Brown’s skyrocketing spending and legally questionable DEI programs raise serious concerns about whether tuition dollars are funding mission-critical functions—or just bloating the bureaucracy.
Receiving an Ivy League education is said to unlock upward mobility, but with a nearly five percent tuition hike set to take effect at Brown University this July, the American Dream will soon set Brown students back a whopping $93,064 per year — 143% of what the average American can expect to earn in the same timeframe. According to U.S. News & World Report, Brown already holds the dubious distinction of second-most expensive university in America, with tuition rates just $335 shy of the first-place University of Southern California.
Assuming tuition and fees continue to increase by around four percent each year — as they have historically — the 2027-28 school year at Brown will be the first to come with a six-figure price tag. Yet even as it charges each student the price of a luxury car, this fiscal year Brown is on track to operate at a $46 million budget deficit, dipping into the endowment to stay afloat.
Brown’s skyrocketing spending and legally questionable DEI programs raise serious concerns about whether tuition dollars are funding mission-critical functions — or just bloating the bureaucracy. Numerous academic studies have already pinpointed one major culprit to the rising costs of education nationwide: the ballooning number of university employees working behind-the-scenes desk jobs sitting in meetings and churning out memos of questionable value.

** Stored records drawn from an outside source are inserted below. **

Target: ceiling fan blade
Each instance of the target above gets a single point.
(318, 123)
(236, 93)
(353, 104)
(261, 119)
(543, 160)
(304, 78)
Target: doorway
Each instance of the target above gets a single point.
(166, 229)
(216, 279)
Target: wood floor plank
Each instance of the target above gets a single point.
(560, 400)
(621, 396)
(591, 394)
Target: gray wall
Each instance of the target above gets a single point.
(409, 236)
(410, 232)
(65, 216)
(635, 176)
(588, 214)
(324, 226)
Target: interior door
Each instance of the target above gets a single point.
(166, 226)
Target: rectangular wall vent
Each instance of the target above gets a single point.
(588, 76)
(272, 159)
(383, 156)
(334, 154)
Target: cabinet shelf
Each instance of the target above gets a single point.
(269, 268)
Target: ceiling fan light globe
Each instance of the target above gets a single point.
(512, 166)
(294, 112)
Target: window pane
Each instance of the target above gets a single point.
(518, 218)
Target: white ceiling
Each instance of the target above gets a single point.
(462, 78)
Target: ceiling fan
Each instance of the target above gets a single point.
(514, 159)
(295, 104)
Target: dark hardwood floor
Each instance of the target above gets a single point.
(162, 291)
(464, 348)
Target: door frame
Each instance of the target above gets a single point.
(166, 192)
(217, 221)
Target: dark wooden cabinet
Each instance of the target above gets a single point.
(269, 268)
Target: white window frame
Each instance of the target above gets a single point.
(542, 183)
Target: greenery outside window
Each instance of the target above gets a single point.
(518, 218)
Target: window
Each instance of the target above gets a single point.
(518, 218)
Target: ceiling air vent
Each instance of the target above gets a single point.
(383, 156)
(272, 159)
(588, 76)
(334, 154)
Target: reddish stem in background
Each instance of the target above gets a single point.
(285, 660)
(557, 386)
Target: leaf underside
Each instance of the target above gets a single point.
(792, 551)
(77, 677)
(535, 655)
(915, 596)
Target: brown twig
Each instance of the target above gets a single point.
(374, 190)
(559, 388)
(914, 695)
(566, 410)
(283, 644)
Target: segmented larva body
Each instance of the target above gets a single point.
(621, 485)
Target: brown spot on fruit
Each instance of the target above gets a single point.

These employees in question aren’t teaching staff — professors or teaching assistants — nor are they workers filling critical operational roles like food service workers, janitors, or security guards. Rather, they are a small army of mid-level administrators working out of sight, and in some cases completely remotely from locations thousands of miles away like Florida or California.
Despite budget shortfalls that leave dorms flooding when it rains, Brown currently boasts 3,805 non-instructional full-time staff members on payroll — a staggering number considering Brown currently has 7,229 undergraduate students. This equates to roughly one administrator for every two undergrads, meaning that every student personally foots the bill for half of an administrator’s salary. Brown’s non-instructional staff count also dwarfs the 1,691 members of the faculty, with Brown employing more than two administrators for every faculty member on payroll.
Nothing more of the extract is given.